ただしばらくは、アイツの周りで煙草は出さないし、隠れて吸うとしてもアメスピだけだ。ジタンは、今の箱が空になったら、もう買わなくなるだろうな。

 学生時代から一途に貫いて来た銘柄を変えるという感覚は想像できなかったが、佐久間がジタンをやめないうちはおれもポールモールをやめないつもりでいたため、しかたがないことだとしても、おれたち二人の時間軸がほんの少しだけ左右にズレて、俺一人だけが紫煙の中にとり残されたような気持ちになった。

 そろそろ戻るよ、と吸殻を円柱の吸殻入れに押し付けて捨てる。痛くなるほど冷たくなった指を摩りながら立ち上がると、暗い話聞かせて悪かったな、ビール一本つけるから、鴇田くんらと飲んでくれ、と気を利かせてくれる佐久間に、ほんと? 悪いね、ありがたく頂くよ、と普段通りの声音で応えて、おれだけが扉をくぐった。彼のアメスピはまだ半分も減っていなかった。

 女将さんからビール瓶とグラスを受け取って座敷に戻ると、あらかた空になった食器が片付けられたテーブルの横で、難しい顔をしている鴇田とその膝に頭を預けて眠っている小羽が待っていた。あぁ、そうだ、こいつがいた。思わずため息をついてしまう。

「君たち、いつになったら結婚するんだろうね」

 戯れのつもりで発した言葉だったが、いきなりなんですか? と返してきた鴇田の様子がそわそわしているように感じた。座布団に腰を下ろしながら、こいつ、まんざらでもないな、と内心でほくそ笑む。結構長い間付き合っているらしい二人だ。どちらかがそういう考えを持っていても何ら不思議ではない。

 だからこそ、小羽について伝えなきゃならないことがあった。もしこいつが本気で小羽のパートナーになろうと考えているのだとしたら、俺はこいつに教えてやらなければならないことを、一つだけ知っていた。

 三日前、たまたま件のスポーツ用品店を訪れた時間が小羽の退勤時間と重なって、一緒に帰路に着いたことがあった。鴇田の写真の話やおれのDJ活動の話をしながら駅に向かい、彼女が意外にも芸術に造詣があることを知ったのもその日である。

 駅前の広場で煙草を数本灰にしてから、小羽と合流する。ごみごみした人の波を避けて改札を抜けると、彼女のスマートフォンに着信が入った。すみません、とスマホを耳に宛がいながらも歩度は緩めず、一緒に階段を登っていく。受け答えする彼女の声音が深刻になっていくことに気がついて振り向くと、彼女の顔色は青くなるを通り越して蒼白になっていた。良い知らせじゃないな、と思っていると、通話を終了するなり口元を押さえ走り出し、通行人にぶつかるのも構わず階段を駆け下りて行ってしまう。尋常ではない反応に唖然としながらも後を追いかけるが、小羽は階段の中腹ぐらいの所で立ち止まって、膝を抱えるように蹲っていた。遠目にでもわかるほど身体を小刻みに震わせて、真下を向いて何度かぐっと身体を縮めている。
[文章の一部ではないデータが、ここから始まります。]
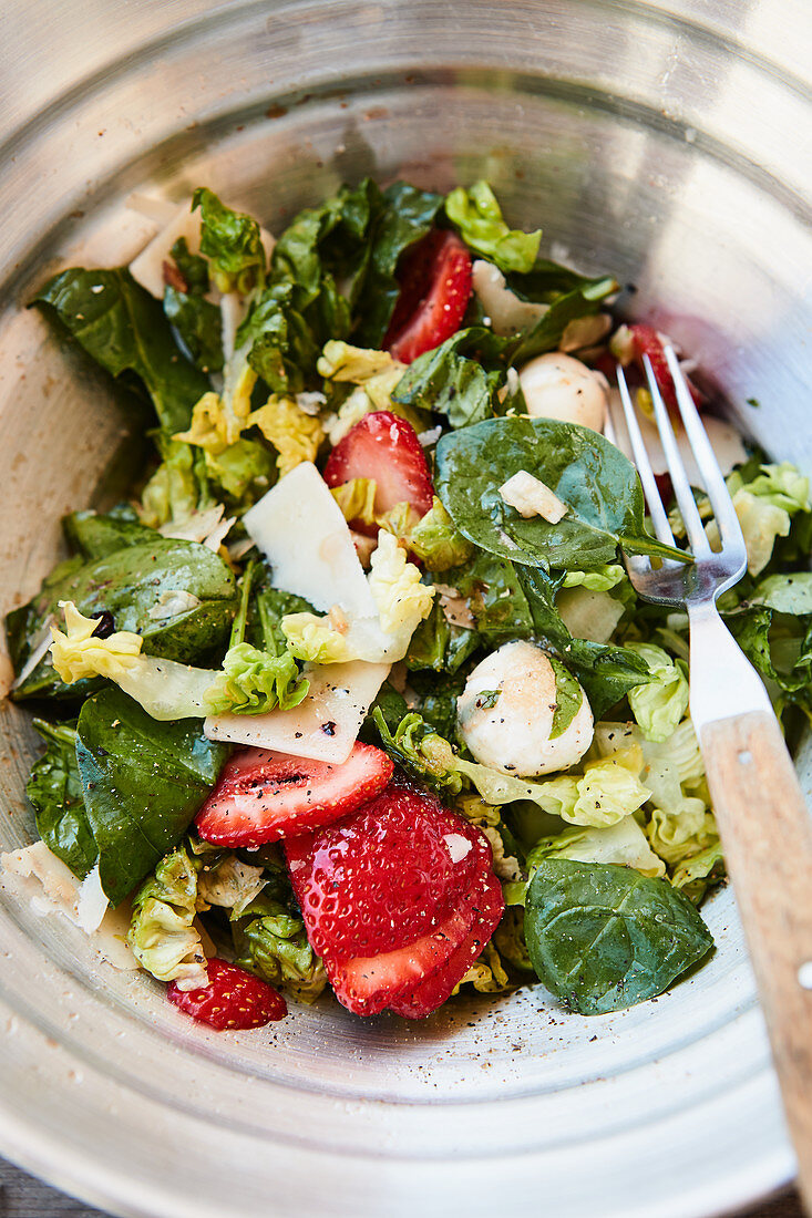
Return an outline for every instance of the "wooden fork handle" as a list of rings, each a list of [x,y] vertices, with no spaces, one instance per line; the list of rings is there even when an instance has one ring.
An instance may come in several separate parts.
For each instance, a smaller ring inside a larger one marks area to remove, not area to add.
[[[812,818],[772,714],[707,723],[701,744],[812,1216]]]

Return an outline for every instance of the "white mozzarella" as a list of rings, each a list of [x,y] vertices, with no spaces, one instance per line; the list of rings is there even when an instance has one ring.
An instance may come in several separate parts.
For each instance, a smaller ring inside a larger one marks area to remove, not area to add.
[[[533,419],[579,423],[601,431],[606,419],[606,378],[580,359],[549,351],[519,369],[519,384]]]
[[[210,741],[232,741],[293,756],[341,765],[389,674],[389,664],[307,664],[307,697],[291,710],[266,715],[213,715],[204,723]]]
[[[341,509],[312,462],[279,479],[243,516],[273,568],[273,582],[322,613],[378,620],[378,607]]]
[[[549,306],[523,301],[507,287],[505,275],[493,262],[477,258],[472,270],[473,289],[479,303],[490,318],[494,334],[516,334],[528,325],[535,325]]]
[[[551,525],[557,525],[567,515],[568,508],[555,495],[546,482],[535,477],[525,469],[519,469],[500,486],[499,493],[505,503],[516,508],[521,516],[541,516]]]
[[[480,705],[490,691],[499,691],[495,705]],[[460,736],[477,761],[501,773],[529,778],[566,770],[582,759],[593,738],[593,713],[582,694],[572,722],[550,739],[556,710],[552,665],[533,643],[505,643],[466,682],[457,702]]]

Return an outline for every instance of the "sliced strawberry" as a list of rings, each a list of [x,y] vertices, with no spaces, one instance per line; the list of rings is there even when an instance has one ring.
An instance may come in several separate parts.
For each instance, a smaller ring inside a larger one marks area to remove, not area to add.
[[[284,1019],[288,1005],[272,985],[224,960],[208,961],[208,984],[196,990],[167,987],[167,998],[185,1015],[222,1032],[224,1028],[261,1028]]]
[[[478,828],[400,777],[351,820],[285,850],[307,938],[333,961],[432,934],[491,865]]]
[[[502,885],[491,873],[483,877],[479,894],[473,898],[474,921],[456,951],[415,989],[400,994],[388,1005],[406,1019],[422,1019],[436,1011],[451,996],[477,956],[489,942],[505,912]]]
[[[471,298],[471,255],[455,233],[433,229],[401,264],[400,296],[384,347],[411,364],[460,329]]]
[[[341,765],[268,749],[226,764],[195,825],[216,845],[257,847],[349,816],[384,789],[394,770],[382,749],[355,744]]]
[[[374,479],[378,515],[396,503],[411,503],[421,516],[432,507],[434,487],[417,432],[391,410],[365,414],[330,453],[324,466],[327,485],[340,486],[354,477]],[[363,520],[352,520],[350,525],[358,532],[372,530],[378,536],[377,526]]]
[[[399,1000],[406,1004],[412,990],[422,988],[427,978],[444,971],[447,961],[456,957],[460,945],[471,935],[474,918],[473,904],[463,901],[430,934],[405,948],[344,962],[326,960],[335,996],[355,1015],[378,1015],[388,1006],[394,1010]]]
[[[644,356],[647,356],[651,361],[651,370],[655,380],[657,381],[657,387],[662,393],[663,402],[669,410],[678,410],[677,390],[674,389],[674,380],[666,362],[666,352],[663,350],[662,339],[652,325],[645,325],[641,322],[636,325],[630,325],[629,333],[634,339],[635,354],[640,361],[641,367]],[[691,385],[690,381],[688,381],[688,387],[691,391],[691,397],[699,406],[701,400],[699,390]]]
どうやら吐き戻してしまったようで、近寄ると鼻にむっとくる酸っぱい匂いがした。取り出したハンカチで小羽の口元を拭き、まったく動けない様子の彼女が落ち着くまで背中をさすってやる。同僚が悪酔いして嘔吐したときの対処法だったが、なんだかんだこれが一番安心する。呼吸が安定しはじめたことを確認して、半ば強引に立たせて階段を下りた。幸い階段を下りてすぐの所に、こういう緊急時には勝手の良い障がい者用のトイレがあったため、小羽をその中に残し、おれは扉の前で待つことにした。
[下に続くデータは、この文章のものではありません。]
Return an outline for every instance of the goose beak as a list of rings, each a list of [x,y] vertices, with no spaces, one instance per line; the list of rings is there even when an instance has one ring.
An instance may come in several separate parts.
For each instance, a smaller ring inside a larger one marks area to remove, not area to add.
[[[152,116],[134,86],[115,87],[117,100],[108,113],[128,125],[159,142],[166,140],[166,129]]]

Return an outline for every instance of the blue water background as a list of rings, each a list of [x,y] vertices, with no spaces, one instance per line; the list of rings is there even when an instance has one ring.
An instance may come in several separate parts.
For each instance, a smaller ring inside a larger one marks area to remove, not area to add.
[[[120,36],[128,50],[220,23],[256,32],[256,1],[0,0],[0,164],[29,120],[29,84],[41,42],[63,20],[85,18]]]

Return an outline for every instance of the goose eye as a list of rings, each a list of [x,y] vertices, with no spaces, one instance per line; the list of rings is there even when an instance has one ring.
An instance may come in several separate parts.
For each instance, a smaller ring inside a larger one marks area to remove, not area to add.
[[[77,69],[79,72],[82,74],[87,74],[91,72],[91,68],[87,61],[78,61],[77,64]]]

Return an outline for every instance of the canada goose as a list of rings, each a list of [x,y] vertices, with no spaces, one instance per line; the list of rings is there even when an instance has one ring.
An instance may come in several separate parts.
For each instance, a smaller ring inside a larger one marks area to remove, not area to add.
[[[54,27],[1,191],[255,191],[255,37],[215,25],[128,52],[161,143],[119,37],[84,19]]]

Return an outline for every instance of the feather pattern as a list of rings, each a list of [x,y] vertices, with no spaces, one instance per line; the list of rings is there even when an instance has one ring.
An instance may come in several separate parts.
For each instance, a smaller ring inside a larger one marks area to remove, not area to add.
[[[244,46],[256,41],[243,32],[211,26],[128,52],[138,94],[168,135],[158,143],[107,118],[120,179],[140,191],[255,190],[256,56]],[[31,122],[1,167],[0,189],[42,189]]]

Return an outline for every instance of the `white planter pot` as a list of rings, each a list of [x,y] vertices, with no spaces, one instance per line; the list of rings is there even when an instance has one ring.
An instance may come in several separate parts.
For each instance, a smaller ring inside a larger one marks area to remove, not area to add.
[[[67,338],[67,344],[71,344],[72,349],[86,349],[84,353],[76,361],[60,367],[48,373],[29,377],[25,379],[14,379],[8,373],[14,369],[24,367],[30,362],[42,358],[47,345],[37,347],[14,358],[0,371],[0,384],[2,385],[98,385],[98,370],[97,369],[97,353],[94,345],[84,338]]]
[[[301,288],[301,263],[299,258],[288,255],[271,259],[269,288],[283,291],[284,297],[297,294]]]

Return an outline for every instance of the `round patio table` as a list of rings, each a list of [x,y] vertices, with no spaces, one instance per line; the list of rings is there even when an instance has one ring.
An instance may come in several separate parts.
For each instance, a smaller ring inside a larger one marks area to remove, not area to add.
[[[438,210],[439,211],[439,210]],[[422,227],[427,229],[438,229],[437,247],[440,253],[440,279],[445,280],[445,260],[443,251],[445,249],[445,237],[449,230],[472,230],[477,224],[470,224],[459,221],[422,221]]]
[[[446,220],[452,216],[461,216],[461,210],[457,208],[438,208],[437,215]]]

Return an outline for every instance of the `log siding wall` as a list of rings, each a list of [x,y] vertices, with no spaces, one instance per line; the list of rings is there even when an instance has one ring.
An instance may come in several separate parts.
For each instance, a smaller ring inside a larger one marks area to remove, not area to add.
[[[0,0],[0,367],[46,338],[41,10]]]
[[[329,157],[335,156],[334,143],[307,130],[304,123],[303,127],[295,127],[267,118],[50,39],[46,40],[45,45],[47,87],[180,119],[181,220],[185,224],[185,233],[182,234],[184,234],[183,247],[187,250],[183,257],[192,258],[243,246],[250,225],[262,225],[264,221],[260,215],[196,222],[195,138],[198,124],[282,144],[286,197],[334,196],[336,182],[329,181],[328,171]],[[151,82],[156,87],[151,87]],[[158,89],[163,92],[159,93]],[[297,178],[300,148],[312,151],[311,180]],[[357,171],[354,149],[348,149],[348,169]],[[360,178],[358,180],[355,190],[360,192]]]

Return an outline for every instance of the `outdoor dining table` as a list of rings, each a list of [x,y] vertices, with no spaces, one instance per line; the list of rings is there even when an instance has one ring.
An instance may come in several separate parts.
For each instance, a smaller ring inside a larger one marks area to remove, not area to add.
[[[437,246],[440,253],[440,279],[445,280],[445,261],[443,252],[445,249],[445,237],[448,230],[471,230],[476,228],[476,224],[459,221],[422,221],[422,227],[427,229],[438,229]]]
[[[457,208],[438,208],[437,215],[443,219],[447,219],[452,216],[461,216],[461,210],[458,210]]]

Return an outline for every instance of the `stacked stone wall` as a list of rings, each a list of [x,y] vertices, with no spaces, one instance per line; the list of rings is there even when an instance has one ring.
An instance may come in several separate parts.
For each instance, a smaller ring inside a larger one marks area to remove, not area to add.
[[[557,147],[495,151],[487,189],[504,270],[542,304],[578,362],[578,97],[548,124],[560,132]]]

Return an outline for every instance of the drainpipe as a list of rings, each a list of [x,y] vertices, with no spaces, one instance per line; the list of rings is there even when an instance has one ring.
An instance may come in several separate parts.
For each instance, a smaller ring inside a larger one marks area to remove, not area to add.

 三十分ほど経っただろうか。幸いにもその間に利用者は現れず、若い駅員が事情を聴きに来たこと以外は困ったことは起こらなかった。鴇田に連絡した方が良いか、とスマホを取り出したところでトイレの扉が開き、ふらふらとした足取りで小羽が出て来る。

 顔面蒼白のまま俺の手元に視線を落とすと、トッキーには言わないでください、と懇願するような声音で呟く。おれが躊躇している素振りを見せると、いっそう必死になって、お願いします、と頭を下げた。ここまでされると連絡する気も折られてしまい、スマホをポケットにしまい、これ飲みなよ、と言って購入しておいたペットボトル入りの水を手渡す。
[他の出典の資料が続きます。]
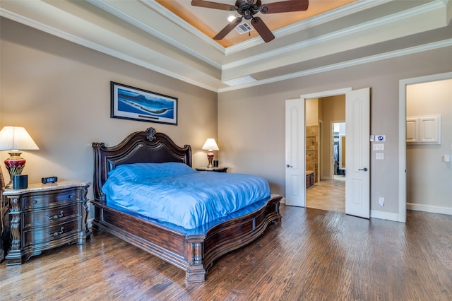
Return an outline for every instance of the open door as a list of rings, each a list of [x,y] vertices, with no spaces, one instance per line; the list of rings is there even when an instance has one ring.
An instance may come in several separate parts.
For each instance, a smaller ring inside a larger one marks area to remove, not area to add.
[[[370,88],[345,93],[345,213],[370,216]]]

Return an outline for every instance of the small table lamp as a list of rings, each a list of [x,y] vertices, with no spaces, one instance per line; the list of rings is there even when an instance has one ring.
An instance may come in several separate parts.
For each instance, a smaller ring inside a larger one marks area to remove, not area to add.
[[[208,150],[208,152],[207,153],[207,158],[209,160],[209,164],[207,165],[207,168],[213,168],[213,165],[212,164],[212,160],[213,160],[213,152],[212,150],[220,150],[215,139],[213,138],[208,138],[203,146],[202,149]]]
[[[0,150],[8,150],[10,157],[5,160],[11,181],[5,188],[13,188],[13,176],[20,175],[25,166],[25,160],[20,157],[22,151],[39,150],[27,130],[20,126],[4,126],[0,131]]]

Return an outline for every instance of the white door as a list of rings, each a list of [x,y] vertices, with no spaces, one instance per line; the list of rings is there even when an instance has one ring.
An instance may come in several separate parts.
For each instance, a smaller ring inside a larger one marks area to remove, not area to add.
[[[370,89],[345,93],[345,213],[370,216]]]
[[[285,203],[304,207],[304,99],[285,101]]]

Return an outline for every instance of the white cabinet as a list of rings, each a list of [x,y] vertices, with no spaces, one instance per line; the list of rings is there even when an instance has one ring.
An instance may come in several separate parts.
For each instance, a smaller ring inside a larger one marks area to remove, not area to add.
[[[441,115],[408,116],[407,144],[441,144]]]

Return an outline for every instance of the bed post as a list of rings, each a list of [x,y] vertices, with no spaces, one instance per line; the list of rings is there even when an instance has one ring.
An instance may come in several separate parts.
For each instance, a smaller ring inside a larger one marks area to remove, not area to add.
[[[190,249],[189,249],[189,268],[186,270],[185,278],[189,283],[203,282],[207,271],[203,265],[204,240],[206,235],[193,235],[187,237]]]

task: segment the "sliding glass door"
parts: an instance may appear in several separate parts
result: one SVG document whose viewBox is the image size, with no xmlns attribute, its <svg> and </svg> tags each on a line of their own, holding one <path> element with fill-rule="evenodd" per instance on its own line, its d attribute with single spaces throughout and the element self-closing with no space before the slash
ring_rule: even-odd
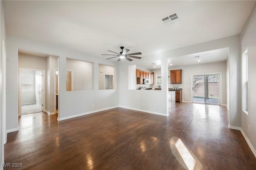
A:
<svg viewBox="0 0 256 170">
<path fill-rule="evenodd" d="M 220 74 L 193 76 L 194 103 L 220 105 Z"/>
</svg>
「ありがとう、ございます……。ハンカチ、洗って、返しますから……」

 こんなに細かっただろうか、と思ってしまうほど痩せた手を伸ばして受け取る小羽があまりにも頼りなく心配になり、無理を言って彼女を最寄り駅まで送ることにした。その電車の中で、彼女は自分のこれまでをぽつり、ぽつりと聞かせてくれた。父親が千葉の刑務所にいることだとか、PTSDという精神疾患を患っているだとか、もちろんその節々に鴇田が必ず絡んでおり、彼女にとって鴇田が大きな支えになっていることも知ることができた。
いつぞやのテレビで見たニュース速報が脳裏をかすめていく。他人事だと楽観してラーメンを啜っていた自分が恥ずかしくなった。他人事であることには変わりないが、それなりに仲良くなった手前、おれにも何かしてやれることはないかとずっと思案し続けている。

 なにかあるなら言ってください、という鴇田の声に顔を上げた。俺の煮え切らない言動に違和感を覚えたのか、まっすぐに俺の目を見据えている。
なぁ、鴇田、気づいているか? お前は小羽を一番近くで支えてきたけどさ。お前自身、そいつの不幸を自分の背骨に組み込んじまっているかもしれないんだぜ。

「小羽の親父さんが亡くなった」

 もったいぶったおれの告白に、鴇田の瞳が震えた。

「四日前だ。心筋梗塞による心不全だそうで、小羽が面会に行った日の翌日だったらしい」

 鴇田は一度だけ小羽を見下ろし、もう一度おれの顔を見た。まだ、信じられないという表情をしている。事件の起きた日、血だらけの小羽にずっと寄り添っていたのが鴇田であることは既に彼女から聞いていた。もしかすると、親父さんが獄中死した責任の一端は自分にあるのではないか、ということまで考えてしまうかもしれない。

「小羽は、知っているんですか」

 絞り出すように問いかけられ、三日前の駅での経緯を話した。彼は視線をテーブルに落としたまま、耐えるような表情で聞いていた。